Rumours are spreading in the financial markets. Thomas Cook’s share price was quite low recently and a small rebound was observed on April 23rd despite the poor results. There are good reasons to say that something is happening among investors.
Thomas Cook needs a strong financial partner
Last month, Thomas Cook revealed his intention to close 21 travel agencies, resulting in the loss of 320 jobs. These closures are part of plans to « streamline » its UK sales network.
In February, Thomas Cook also announced its intention to conduct a strategic review of its air transport operations as it seeks funds to stimulate investment elsewhere in its portfolio of activities.

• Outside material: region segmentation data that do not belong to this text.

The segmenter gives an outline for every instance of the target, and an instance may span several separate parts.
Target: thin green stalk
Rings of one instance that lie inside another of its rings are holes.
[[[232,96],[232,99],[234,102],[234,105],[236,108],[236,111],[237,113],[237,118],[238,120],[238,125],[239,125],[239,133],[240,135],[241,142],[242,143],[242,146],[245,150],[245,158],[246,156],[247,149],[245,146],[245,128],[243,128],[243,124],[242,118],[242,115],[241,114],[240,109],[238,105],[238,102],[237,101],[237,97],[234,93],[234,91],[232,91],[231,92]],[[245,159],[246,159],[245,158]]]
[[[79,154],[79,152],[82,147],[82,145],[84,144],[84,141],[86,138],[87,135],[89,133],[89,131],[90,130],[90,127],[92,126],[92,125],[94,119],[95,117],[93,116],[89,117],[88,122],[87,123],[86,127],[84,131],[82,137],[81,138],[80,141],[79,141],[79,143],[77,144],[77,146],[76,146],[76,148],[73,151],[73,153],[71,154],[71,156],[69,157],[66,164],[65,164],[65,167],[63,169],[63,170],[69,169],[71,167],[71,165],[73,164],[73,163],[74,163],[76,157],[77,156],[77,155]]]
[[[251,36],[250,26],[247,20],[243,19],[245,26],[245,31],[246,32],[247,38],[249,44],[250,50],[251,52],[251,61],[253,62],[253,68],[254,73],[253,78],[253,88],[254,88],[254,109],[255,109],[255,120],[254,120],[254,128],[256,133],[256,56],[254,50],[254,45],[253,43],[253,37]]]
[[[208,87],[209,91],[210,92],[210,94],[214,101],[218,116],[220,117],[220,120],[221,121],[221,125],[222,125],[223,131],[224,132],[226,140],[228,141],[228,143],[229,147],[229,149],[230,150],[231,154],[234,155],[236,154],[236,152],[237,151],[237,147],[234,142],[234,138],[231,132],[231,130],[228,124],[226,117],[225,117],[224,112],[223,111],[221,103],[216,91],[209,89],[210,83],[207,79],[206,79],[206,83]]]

Deficient results for Thomas Cook
In 2018, Thomas Cook issued two profit warnings and recorded a pre-tax loss of £163 million, compared with a profit of £9 million in the previous year.
Delays in bookings and the impact of exchange rate fluctuations contributed to net debt rising to £389m from £40m in 2017.
The Chinese Fosun is on the lookout
Fosun could be on the verge of taking over Thomas Cook’s majority. The conglomerate has already had a significant shareholding for a long time.
Markets, particularly in London, have indicated that Fosun has shown preliminary interest in purchasing the tour operator. Fosun already has a strong presence in tourism, fashion, health and other fields.
The Chinese group owns Club Med and a 24.5% stake in Cirque du Soleil.
Fosun RZ Capital, a subsidiary of Fosun, announced that it was leading a $6.75 million investment in Splitty, an Israel-based hotel booking start-up.
Fosun also owns the French fashion brand Lanvin and the health food company St Hubert.
The Fosun group will not be able to take the majority on the air part because European rules do not allow it. But the group seems to want to find a solution on this side.